A Influência da Pornografia
Não menos importante, é necessário abordar o impacto da pornografia. A violência entre homens jovens está frequentemente ligada ao acesso a parceiras. Segundo o renomado psicólogo Steven Pinker, a condição que mais reduz a probabilidade de um jovem matar ou ser morto é estabelecer uma relação estável, como o casamento e a paternidade.
Nesse contexto, a inundação de conteúdo pornográfico poderia estar suavizando a antiga competição entre os machos humanos por sexo e a exclusividade afetiva. Isso poderia, de fato, refletir na diminuição da agressividade entre os jovens.
Uma análise demográfica
É claro que muitos especialistas atribuem a redução dos homicídios a fatores demográficos. Contudo, essa explicação é mais complexa do que parece. O número total de homens brasileiros na faixa etária de 15 a 29 anos passou de 25,6 milhões, em 2010, para 25,1 milhões, em 2023, uma queda de menos de 2%.
Essa diminuição, porém, é irrisória quando comparada à drástica queda nos homicídios (que em uma década, entre 2011 e 2021, foi de quase 20%) verificada em todas as regiões brasileiras.
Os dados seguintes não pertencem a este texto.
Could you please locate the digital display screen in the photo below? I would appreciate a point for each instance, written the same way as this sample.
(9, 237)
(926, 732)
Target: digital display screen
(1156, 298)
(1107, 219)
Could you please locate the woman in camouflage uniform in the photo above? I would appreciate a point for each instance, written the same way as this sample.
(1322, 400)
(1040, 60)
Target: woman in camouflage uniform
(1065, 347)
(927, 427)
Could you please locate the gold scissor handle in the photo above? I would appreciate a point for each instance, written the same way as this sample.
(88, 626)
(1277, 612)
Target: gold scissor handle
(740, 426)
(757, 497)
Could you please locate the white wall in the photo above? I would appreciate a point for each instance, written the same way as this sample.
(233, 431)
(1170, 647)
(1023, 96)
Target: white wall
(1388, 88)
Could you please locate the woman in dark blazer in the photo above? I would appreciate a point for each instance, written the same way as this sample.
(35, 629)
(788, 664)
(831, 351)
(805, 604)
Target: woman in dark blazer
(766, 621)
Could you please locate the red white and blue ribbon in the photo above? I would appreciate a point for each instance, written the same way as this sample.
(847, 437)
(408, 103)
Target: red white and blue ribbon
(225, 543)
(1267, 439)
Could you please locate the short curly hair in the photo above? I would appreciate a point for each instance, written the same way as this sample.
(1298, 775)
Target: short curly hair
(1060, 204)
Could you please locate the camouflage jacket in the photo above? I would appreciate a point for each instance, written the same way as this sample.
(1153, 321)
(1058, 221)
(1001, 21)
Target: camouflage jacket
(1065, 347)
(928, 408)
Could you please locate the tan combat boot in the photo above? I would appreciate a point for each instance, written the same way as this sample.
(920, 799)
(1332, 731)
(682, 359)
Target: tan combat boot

Portanto, a relação entre demografia e criminalidade deve ser analisada com cautela em função de sua abrangencia e complexidade.
Desmistificando as Narrativas do Crime
Ademais, não concordo com a tese de que a profissionalização do crime organizado, como a cooperação entre facções (PCC e CV), seja a causa principal dessa redução. Apesar das narrativas midiáticas, a maior parte dos homicídios acontece por motivos fúteis ou envolve familiares e conhecidos, e não em guerras dos grupos criminosos. É fundamental reconhecer que a dinâmica social e as mudanças comportamentais têm um papel significativo nessa questão.